Okay, I've been reading articles and the paper about Kademlia recently to implement a simple p2p program that uses kademlia dht algorithm. And those papers are saying, those 160-bit key in a Kademlia Node is used to identify both nodes (Node ID) and the data (which are stored in a form of tuple).
I'm quite confused on that 'both' part.
As far as my understanding goes, each node in a Kademlia binary tree uniquely represents a client(IP, port) who each holds a list of files.
Here is the general flow on my understanding.
- Client (.exe) gets booted
- Creates a node component
- Newly created node joins the network (bootstrapping)
- Sends find_node(filehash) to k-closest nodes
- Let's say hash is generated by hashing file binary named file1.txt
- Received nodes each finds the queried filehash in its different hash table
- Say, a hash map that has a list of files(File Hash, file location)

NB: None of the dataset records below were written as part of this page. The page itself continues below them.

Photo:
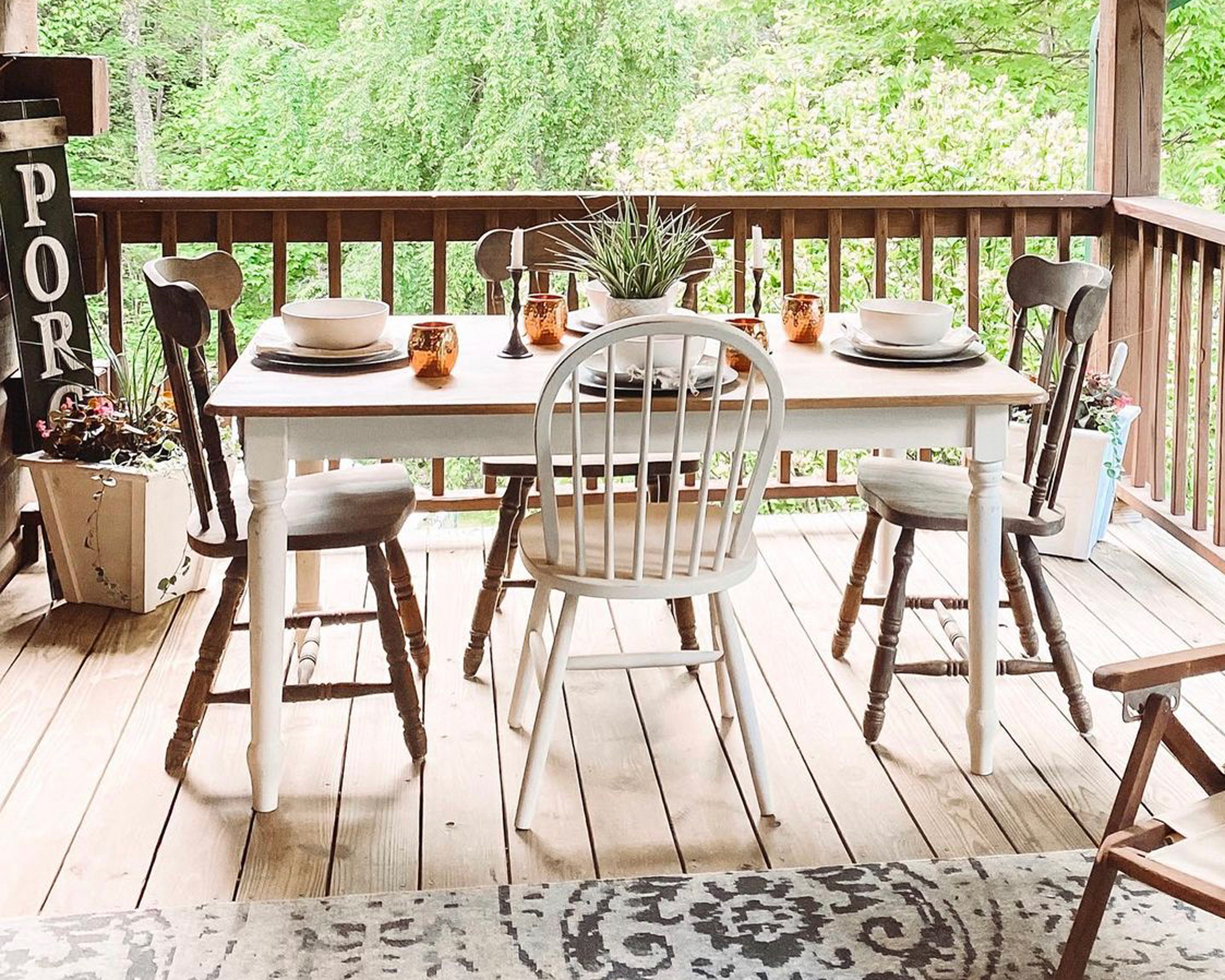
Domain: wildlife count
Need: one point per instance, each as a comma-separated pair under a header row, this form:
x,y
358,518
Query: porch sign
x,y
41,254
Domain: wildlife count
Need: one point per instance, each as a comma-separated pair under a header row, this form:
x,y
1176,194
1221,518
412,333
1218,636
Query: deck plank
x,y
50,801
104,869
645,776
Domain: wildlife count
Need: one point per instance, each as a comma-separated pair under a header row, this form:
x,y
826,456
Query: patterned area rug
x,y
949,921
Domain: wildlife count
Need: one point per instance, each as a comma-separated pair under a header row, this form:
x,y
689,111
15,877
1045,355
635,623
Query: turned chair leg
x,y
391,631
854,595
509,515
1057,641
513,548
213,647
683,608
1019,600
888,644
410,609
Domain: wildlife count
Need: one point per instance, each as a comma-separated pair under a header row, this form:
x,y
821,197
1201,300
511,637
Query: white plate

- Step 4,5 repeated until the node is found (meanwhile all associated nodes are updating the buckets)
Does this flow look all right?
Additionally, bootstrapping method of Kademlia too confuses me. When the node gets created (user executes the program), It seems like it uses bootstrapping node to fill up the buckets. But then what's bootstrapping node? Is it another process that's always running? What if the bootstrapping node gets turned off?
Can someone help me better understand the concept?
Thanks for the help in advance.